Apple Pie

Use the doubled recipe for Pie Crust before you start prepping your apples to get your crust chilling.

you'll need:
about a dozen apples 
a bunch of cinnamon & a bit of nutmeg, clove, cardamom, or whatever spices you fancy 
a tablespoon or so of tapioca flour (or plain flour) 
sugar if you wish

Peel (or not) & core the apples. Mix in a bunch of cinnamon & a bit of nutmeg, clove, or whatever spices you adore with your apples. Blend in a tablespoon or so of tapioca flour (or plain flour) to add thickness. Add sugar if you wish (I rarely do, or just a very little -- I like to add mine in the form of ice cream for that tart-sweet, hot-cold goodness). I like to let the mixture sit at room temperature for twenty minutes or so (while I roll out my crust), stirring occasionally.

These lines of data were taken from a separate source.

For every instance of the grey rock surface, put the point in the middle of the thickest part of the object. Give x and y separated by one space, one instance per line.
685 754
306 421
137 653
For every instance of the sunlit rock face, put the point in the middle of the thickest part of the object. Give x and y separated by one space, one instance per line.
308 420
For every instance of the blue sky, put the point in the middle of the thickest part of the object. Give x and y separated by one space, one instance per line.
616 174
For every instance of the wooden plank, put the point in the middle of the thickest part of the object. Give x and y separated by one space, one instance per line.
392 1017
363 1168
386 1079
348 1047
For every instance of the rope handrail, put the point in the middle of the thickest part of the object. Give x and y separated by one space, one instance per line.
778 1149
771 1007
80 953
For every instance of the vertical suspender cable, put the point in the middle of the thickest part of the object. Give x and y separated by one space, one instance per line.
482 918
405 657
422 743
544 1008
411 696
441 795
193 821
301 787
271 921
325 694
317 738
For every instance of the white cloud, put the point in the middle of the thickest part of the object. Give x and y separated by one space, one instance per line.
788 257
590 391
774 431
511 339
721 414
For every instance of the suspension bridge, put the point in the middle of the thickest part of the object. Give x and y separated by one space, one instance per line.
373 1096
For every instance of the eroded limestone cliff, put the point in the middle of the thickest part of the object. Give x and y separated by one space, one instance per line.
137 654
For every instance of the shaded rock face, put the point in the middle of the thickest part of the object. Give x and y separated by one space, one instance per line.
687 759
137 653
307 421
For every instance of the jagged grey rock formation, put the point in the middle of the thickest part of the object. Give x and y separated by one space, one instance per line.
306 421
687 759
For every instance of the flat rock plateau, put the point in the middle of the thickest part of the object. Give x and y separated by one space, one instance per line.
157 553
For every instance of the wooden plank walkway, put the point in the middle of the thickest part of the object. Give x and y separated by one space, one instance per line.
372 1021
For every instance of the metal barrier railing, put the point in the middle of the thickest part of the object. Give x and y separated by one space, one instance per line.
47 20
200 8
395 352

Pile the apple filling into your crust. Pile it high -- it will bake down.

Top it with a second crust into which you have poked some holes or cut some cute designs. I never bother with a woven crust because it's such a pain to cut, but I have been known to cut out crust stars & make a hole-y crust that way.

Bake at 350°F until you see the bubbles coming up through your holes (an hour or so). If your pie is piled high it will be juicy -- I put a baking tray underneath in case it bubbles over a bit. I check my apple pie at 45 minutes, then start keeping a closer watch on it. If the crust is browning but the filling is not bubbling, cover it loosely with tin foil -- edges too! When the filling has sunk down & is bubbling away all through, your pie is done. If your crust isn't quite brown, you might raise the temperature & leave it in for another 5 minutes.

Allow to cool some, then cut & serve with ice cream.